Но если оставить эту необъяснимую уверенность за бортом, а также все сопутствующие ей обстоятельства, то никакого другого криминала за Котом не водилось – игрив, пушист, трогателен и занят всем тем, чем обычно бывают заняты коты.
Криминал появился немного погодя.
На третий день Железяка взбеленился от безделья и двинул в город на разведку. Плоды разведка принесла более чем удручающие. Началось с того, что город вымер. Железяка прошел два квартала, прежде чем окончательно осознал это. Улицы были девственно чисты и пусты. Двери магазинов глухо заперты. Людей и транспорт корова будто языком слизнула – доисторическая корова, на рогах которой держался мир до того, как ее сменили слоны.

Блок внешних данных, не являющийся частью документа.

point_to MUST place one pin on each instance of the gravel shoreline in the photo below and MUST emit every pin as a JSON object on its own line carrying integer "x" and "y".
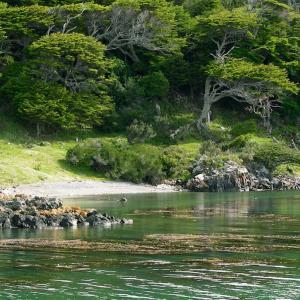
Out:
{"x": 85, "y": 188}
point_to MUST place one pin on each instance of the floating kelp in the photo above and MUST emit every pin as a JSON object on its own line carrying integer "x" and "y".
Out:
{"x": 166, "y": 244}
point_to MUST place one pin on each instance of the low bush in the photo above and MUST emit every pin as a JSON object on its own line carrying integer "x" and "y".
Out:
{"x": 287, "y": 169}
{"x": 272, "y": 154}
{"x": 176, "y": 163}
{"x": 136, "y": 163}
{"x": 264, "y": 151}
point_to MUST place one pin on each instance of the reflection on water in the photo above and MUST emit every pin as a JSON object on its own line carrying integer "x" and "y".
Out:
{"x": 210, "y": 275}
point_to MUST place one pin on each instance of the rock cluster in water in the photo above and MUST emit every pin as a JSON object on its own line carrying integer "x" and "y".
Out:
{"x": 41, "y": 212}
{"x": 234, "y": 177}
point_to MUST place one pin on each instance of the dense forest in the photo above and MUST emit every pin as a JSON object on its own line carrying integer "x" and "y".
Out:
{"x": 220, "y": 73}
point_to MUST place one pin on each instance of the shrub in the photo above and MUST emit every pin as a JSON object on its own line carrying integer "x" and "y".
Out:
{"x": 139, "y": 132}
{"x": 119, "y": 160}
{"x": 287, "y": 169}
{"x": 176, "y": 162}
{"x": 216, "y": 133}
{"x": 264, "y": 150}
{"x": 136, "y": 163}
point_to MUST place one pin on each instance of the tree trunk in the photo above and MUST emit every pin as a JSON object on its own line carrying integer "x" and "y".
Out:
{"x": 205, "y": 114}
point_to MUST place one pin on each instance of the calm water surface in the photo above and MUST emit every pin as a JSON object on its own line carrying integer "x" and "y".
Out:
{"x": 211, "y": 275}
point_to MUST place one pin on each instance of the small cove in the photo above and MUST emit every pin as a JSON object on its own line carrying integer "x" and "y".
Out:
{"x": 255, "y": 274}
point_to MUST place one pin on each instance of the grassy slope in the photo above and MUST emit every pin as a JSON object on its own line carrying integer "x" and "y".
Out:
{"x": 23, "y": 160}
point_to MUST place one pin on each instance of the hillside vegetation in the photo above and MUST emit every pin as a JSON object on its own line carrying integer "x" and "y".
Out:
{"x": 140, "y": 90}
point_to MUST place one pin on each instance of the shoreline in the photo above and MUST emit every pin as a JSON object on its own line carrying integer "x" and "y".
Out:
{"x": 65, "y": 189}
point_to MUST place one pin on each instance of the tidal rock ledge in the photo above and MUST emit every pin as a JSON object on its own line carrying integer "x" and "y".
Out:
{"x": 40, "y": 212}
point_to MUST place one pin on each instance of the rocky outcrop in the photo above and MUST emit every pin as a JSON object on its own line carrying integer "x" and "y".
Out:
{"x": 232, "y": 176}
{"x": 40, "y": 212}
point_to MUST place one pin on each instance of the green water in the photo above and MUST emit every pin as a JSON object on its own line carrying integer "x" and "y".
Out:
{"x": 273, "y": 274}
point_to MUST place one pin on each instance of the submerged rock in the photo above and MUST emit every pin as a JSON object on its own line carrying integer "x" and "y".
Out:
{"x": 234, "y": 177}
{"x": 42, "y": 212}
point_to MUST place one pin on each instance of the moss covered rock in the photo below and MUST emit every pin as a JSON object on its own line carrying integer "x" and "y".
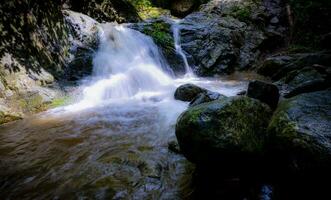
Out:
{"x": 299, "y": 133}
{"x": 230, "y": 131}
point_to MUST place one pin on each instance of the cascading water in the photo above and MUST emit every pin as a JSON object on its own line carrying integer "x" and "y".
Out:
{"x": 112, "y": 143}
{"x": 179, "y": 50}
{"x": 127, "y": 66}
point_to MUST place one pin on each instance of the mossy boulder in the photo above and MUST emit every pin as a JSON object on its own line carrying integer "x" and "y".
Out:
{"x": 188, "y": 92}
{"x": 265, "y": 92}
{"x": 6, "y": 116}
{"x": 299, "y": 134}
{"x": 230, "y": 131}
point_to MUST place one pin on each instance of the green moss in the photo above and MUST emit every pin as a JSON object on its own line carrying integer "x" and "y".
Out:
{"x": 242, "y": 13}
{"x": 161, "y": 34}
{"x": 5, "y": 117}
{"x": 312, "y": 19}
{"x": 60, "y": 102}
{"x": 146, "y": 10}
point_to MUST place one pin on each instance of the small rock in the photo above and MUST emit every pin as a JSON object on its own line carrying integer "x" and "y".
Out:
{"x": 206, "y": 97}
{"x": 274, "y": 20}
{"x": 188, "y": 92}
{"x": 173, "y": 146}
{"x": 265, "y": 92}
{"x": 242, "y": 93}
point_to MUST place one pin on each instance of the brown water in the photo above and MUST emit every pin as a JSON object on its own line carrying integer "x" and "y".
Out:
{"x": 113, "y": 151}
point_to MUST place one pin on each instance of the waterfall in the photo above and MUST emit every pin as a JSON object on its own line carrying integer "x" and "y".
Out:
{"x": 179, "y": 51}
{"x": 127, "y": 65}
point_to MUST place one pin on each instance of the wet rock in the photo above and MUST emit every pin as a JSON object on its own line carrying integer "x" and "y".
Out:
{"x": 273, "y": 64}
{"x": 308, "y": 79}
{"x": 84, "y": 42}
{"x": 206, "y": 97}
{"x": 7, "y": 115}
{"x": 230, "y": 131}
{"x": 278, "y": 67}
{"x": 105, "y": 10}
{"x": 160, "y": 30}
{"x": 242, "y": 93}
{"x": 224, "y": 35}
{"x": 188, "y": 92}
{"x": 181, "y": 8}
{"x": 174, "y": 146}
{"x": 265, "y": 92}
{"x": 299, "y": 134}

Нечего и говорить о том, что Железяка страшно удивился, затем взъярился, потом затосковал. Совсем не хотелось ему доживать жизнь в необитаемом мире science fiction. Он бы сейчас не возражал и против призраков на улицах, если бы вместе с ними вернулась милая сердцу, старая добрая городская обывательщина. Даже привидения казались живыми и человечными на фоне мертвого города – мира, отдающего дохлятиной.
Железяка вытащил телефон и стал вызывать один за другим номера из адресной книжки. Через десять минут ухо было до боли исколото безнадежно длинными гудками. Железяка разволновался до крайности – молчал даже телефон Инги. Хотя, конечно, она просто могла забыть его в номере.
А потом он увидел кота. Своего Кота. Он уже привык думать о нем как о своем. Наверное, напрасно. Скорее всего, этот кот вообще не мог быть чьим-то.
Он лежал в позе сфинкса в витрине букинистической лавки, окруженный, как мафиозо телохранителями, томами полусотлетней давности и плакатами, призывающими гражданское население к бдительности. В лиловых глазах – ленивая небрежность, с которой крестный отец выслушивает отчет о купании в цементе слишком независимого банкира.